Apple Inc. unveiled its most important new iPhone for years to take on growing competition from Samsung Electronics Co., Google and a host of Chinese smartphone makers.
Chief Executive Officer Tim Cook showed off the iPhone X with an edge-to-edge screen during an event at the company’s new $5 billion headquarters in Cupertino, California, on Tuesday. Cook pronounced the name "ten," but it’s written as "X." The device, coming a decade after the original model, is Apple’s first major redesign since 2014 and represents a significant upgrade to the iPhone 7 line.
The device starts at $999 and comes in 64 GB and 256 GB storage versions. Pre-orders start on Oct. 27 and the phone will be available beginning Nov. 3, the company said. Apple shares fell 0.8 percent to $160.18 after the announcement.

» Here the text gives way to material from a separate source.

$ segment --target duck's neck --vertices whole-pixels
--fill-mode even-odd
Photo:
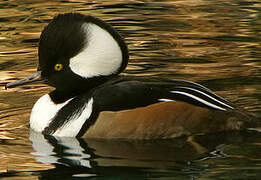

Phil Schiller speaks about the iPhone X camera.
Photographer: David Paul Morris/Bloomberg
Apple shares have gained about 40 percent this year on expectations the new phone will reignite sales growth after a rare revenue decline last year. The iPhone accounts for almost two-thirds of total sales, and it’s a hub for most of Apple’s other products and services.
iPhone X wireless charging
Photographer: David Paul Morris/Bloomberg
The iPhone X’s almost $1,000 price is potentially a psychological threshold for consumers that Apple will try to overcome with augmented reality features and other new technology.
"With expected innovations around AR, wireless charging, viewable screen size, OLED, and more, the next iPhone is clearly poised for its largest upgrade cycle yet," Ben Schachter, an analyst at Macquarie Securities USA Inc., wrote in a note to investors ahead of the event.